Description

This track displays 921,170 protein-coding ORFs from OpenProt v2.2, a database that provides a comprehensive annotation of all possible protein-coding ORFs in the human genome. In addition to currently annotated coding sequences (CDSs) and their reference proteins (RefProts), OpenProt predicts alternative ORFs (AltORFs) and their corresponding alternative proteins (AltProts) that are hidden within transcripts previously considered to encode only a single protein.

A pre-filtered subtrack (OpenProt MS>=2) is also available, containing only the 377,916 ORFs with at least 2 unique mass spectrometry peptides detected across studies, matching the MS-evidence threshold used by OpenProt for their curated downloads.

OpenProt classifies proteins into three types:

AltORFs are further classified by their localization relative to the annotated CDS:

Display Conventions and Configuration

Items are displayed in bigGenePred format. Mouseover shows the ORF localization. Items are labeled with the protein accession number: IDs starting with IP_ are predicted AltProts, II_ are novel isoforms, and other IDs (e.g. NP_, ENSP) are RefProts from existing annotations.

The track includes several filter options:

Data Access

The raw data can be explored interactively with the Table Browser or the Data Integrator. The data can be accessed from scripts through our API; the track name is "openprot" (all ORFs) or "openprotMs" (MS-filtered).

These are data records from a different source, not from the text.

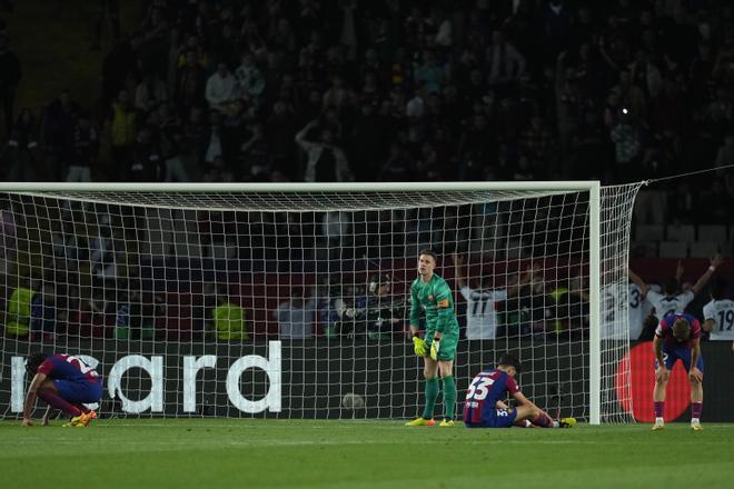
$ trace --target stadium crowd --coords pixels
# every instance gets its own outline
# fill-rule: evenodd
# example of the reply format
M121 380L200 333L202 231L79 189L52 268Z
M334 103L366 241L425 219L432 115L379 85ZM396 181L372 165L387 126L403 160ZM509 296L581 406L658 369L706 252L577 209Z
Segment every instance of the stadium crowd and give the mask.
M7 180L616 183L734 163L734 7L725 0L139 3L138 24L115 29L100 100L59 87L42 110L17 117L22 59L12 21L0 23ZM669 193L644 190L638 221L734 220L731 170L678 182ZM115 302L120 326L145 316L126 305L155 311L161 300L103 296L126 253L140 251L106 244L115 226L97 219L99 234L83 237L95 277L88 311ZM252 239L269 234L251 229ZM63 250L76 232L61 232ZM68 273L75 259L57 261ZM40 298L52 293L37 289L42 323L52 306ZM296 296L276 318L313 299Z
M613 183L734 162L723 0L139 3L101 100L60 87L14 121L0 31L7 179ZM648 192L639 218L667 200L731 221L722 176Z

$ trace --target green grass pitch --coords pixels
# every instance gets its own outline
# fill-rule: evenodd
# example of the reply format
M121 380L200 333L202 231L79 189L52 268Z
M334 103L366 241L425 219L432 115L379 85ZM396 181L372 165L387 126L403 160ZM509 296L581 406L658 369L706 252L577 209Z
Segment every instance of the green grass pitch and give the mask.
M721 488L734 425L405 428L399 421L0 422L3 488ZM517 485L517 486L515 486Z

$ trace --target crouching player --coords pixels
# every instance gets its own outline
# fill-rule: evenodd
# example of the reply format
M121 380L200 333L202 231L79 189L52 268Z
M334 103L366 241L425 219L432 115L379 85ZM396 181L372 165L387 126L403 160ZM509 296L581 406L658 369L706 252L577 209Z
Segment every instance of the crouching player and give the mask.
M654 430L665 428L663 412L665 408L665 388L671 370L678 359L688 372L691 383L691 428L695 431L701 426L703 408L703 356L701 355L701 322L691 315L666 315L653 339L655 353L655 388L653 389L653 409L655 411Z
M536 426L540 428L571 428L574 418L555 421L550 416L523 396L515 376L520 362L510 355L503 355L495 370L482 371L472 380L464 402L464 422L468 428L509 428ZM509 392L518 402L509 408L502 400Z
M97 417L97 412L87 409L82 402L99 402L102 381L99 373L83 360L70 355L39 352L30 356L26 370L33 376L33 380L23 403L23 426L33 426L31 411L37 397L49 405L43 416L43 426L48 425L54 409L60 409L71 418L65 427L86 427Z

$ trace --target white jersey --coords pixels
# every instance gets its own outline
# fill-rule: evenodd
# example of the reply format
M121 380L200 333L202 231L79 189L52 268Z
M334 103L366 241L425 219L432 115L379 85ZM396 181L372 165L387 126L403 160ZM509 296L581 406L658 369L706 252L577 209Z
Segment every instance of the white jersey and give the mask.
M704 306L704 319L712 320L712 340L734 340L734 301L712 300Z
M649 313L649 303L643 300L642 291L635 283L624 286L609 286L602 292L602 338L624 338L623 331L617 322L623 300L627 300L627 320L629 322L629 339L639 338L643 321Z
M466 299L466 339L493 340L497 337L497 302L507 299L507 290L459 289Z
M695 295L693 293L693 290L688 290L687 292L677 296L663 296L654 290L647 291L647 300L655 309L655 317L658 321L662 321L663 318L671 312L682 315L685 311L685 307L693 301L694 297Z

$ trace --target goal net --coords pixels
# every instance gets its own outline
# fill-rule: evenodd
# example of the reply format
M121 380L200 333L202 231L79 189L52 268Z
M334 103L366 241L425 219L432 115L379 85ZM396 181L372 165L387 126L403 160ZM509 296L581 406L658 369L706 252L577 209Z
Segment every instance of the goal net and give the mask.
M638 188L3 184L0 416L44 351L97 369L101 416L411 418L409 287L432 249L462 331L457 412L508 351L552 416L629 421Z

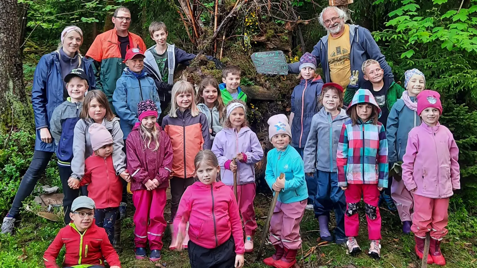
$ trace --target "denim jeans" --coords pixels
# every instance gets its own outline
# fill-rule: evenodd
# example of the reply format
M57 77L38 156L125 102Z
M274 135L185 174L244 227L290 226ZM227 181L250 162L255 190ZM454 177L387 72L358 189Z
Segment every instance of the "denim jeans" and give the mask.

For automated download and analysis, the genome annotations are stored in bigBed files that can be downloaded from our download server. Individual regions or the whole genome annotation can be obtained using our tool bigBedToBed, which can be compiled from the source code or downloaded as a precompiled binary for your system. Instructions for downloading source code and binaries can be found here. The tool can also be used to obtain only features within a given range, e.g.

bigBedToBed http://hgdownload.soe.ucsc.edu/gbdb/hg38/ncOrfs/openprot/openprot.bb -chrom=chr21 -start=0 -end=100000000 stdout

The original data files can be downloaded from the OpenProt download page.

Methods

The OpenProt v2.2 BED12 and TSV annotation files were downloaded from the OpenProt API. The BED file (2,846,289 rows) contains genomic coordinates for all predicted ORFs; since the same protein can be mapped through multiple transcripts to identical genomic coordinates, deduplication reduced this to 921,170 unique genomic features (3 entries with overlapping BED blocks were excluded).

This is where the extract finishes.